Semantic-aware Random Convolution and Source Matching for Domain Generalization in Medical Image Segmentation
- URL: http://arxiv.org/abs/2512.01510v1
- Date: Mon, 01 Dec 2025 10:35:45 GMT
- Title: Semantic-aware Random Convolution and Source Matching for Domain Generalization in Medical Image Segmentation
- Authors: Franz Thaler, Martin Urschler, Mateusz Kozinski, Matthias AF Gsell, Gernot Plank, Darko Stern,
- Abstract summary: We tackle the challenging problem of single-source domain generalization (DG) for medical image segmentation.<n>We propose a novel method for promoting DG when training deep segmentation networks, which we call SRCSM.

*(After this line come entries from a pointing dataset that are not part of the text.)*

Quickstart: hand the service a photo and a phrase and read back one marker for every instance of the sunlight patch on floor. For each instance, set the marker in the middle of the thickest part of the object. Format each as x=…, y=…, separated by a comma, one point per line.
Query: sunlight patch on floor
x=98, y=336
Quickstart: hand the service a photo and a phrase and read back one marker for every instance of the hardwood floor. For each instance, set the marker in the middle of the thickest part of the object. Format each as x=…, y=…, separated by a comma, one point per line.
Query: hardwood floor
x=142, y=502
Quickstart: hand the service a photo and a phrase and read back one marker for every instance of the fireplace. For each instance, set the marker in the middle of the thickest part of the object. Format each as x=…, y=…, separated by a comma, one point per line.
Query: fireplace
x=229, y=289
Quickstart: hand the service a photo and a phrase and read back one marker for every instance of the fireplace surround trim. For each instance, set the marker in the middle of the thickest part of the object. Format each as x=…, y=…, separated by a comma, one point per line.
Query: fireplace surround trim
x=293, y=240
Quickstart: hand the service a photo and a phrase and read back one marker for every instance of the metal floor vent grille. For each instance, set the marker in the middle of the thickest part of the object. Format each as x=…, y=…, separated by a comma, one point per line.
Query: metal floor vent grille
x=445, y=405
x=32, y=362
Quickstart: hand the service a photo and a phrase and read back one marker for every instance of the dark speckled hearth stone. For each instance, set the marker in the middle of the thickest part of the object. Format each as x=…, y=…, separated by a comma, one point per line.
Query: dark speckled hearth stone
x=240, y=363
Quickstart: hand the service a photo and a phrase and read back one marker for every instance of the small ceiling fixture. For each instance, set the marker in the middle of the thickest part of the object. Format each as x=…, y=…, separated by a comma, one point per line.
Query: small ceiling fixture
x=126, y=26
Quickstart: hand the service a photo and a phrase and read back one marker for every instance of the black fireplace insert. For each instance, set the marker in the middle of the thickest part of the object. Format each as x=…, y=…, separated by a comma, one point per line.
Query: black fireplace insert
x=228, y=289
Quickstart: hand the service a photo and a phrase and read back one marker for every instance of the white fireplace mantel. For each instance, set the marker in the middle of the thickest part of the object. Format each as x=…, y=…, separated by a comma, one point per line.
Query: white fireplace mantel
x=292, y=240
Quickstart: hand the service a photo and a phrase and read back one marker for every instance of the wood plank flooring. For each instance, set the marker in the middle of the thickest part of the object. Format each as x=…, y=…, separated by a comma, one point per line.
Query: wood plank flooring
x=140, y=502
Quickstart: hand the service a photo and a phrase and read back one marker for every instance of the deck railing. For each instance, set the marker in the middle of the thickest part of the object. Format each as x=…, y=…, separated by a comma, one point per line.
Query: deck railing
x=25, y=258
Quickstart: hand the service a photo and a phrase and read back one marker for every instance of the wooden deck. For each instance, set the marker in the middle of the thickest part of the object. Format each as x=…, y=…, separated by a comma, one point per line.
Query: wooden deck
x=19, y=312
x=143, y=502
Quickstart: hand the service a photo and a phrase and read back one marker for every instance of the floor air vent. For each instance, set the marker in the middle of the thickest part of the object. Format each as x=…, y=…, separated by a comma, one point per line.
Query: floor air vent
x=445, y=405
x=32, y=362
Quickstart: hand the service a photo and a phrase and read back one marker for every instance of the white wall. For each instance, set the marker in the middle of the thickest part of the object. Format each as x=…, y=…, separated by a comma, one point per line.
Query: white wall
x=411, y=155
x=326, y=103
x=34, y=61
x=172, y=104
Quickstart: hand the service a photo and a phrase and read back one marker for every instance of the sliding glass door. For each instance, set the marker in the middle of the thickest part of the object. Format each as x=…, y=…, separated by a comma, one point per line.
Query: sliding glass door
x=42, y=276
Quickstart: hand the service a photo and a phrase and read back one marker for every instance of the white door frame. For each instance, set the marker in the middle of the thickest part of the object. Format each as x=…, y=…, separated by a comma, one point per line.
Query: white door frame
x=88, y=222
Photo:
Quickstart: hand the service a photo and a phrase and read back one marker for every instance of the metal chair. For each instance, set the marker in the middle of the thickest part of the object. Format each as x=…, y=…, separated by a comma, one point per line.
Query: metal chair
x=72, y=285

- Score: 4.617834334211392
- License: http://creativecommons.org/licenses/by-sa/4.0/
- Abstract: We tackle the challenging problem of single-source domain generalization (DG) for medical image segmentation. To this end, we aim for training a network on one domain (e.g., CT) and directly apply it to a different domain (e.g., MR) without adapting the model and without requiring images or annotations from the new domain during training. We propose a novel method for promoting DG when training deep segmentation networks, which we call SRCSM. During training, our method diversifies the source domain through semantic-aware random convolution, where different regions of a source image are augmented differently, based on their annotation labels. At test-time, we complement the randomization of the training domain via mapping the intensity of target domain images, making them similar to source domain data. We perform a comprehensive evaluation on a variety of cross-modality and cross-center generalization settings for abdominal, whole-heart and prostate segmentation, where we outperform previous DG techniques in a vast majority of experiments. Additionally, we also investigate our method when training on whole-heart CT or MR data and testing on the diastolic and systolic phase of cine MR data captured with different scanner hardware, where we make a step towards closing the domain gap in this even more challenging setting. Overall, our evaluation shows that SRCSM can be considered a new state-of-the-art in DG for medical image segmentation and, moreover, even achieves a segmentation performance that matches the performance of the in-domain baseline in several settings.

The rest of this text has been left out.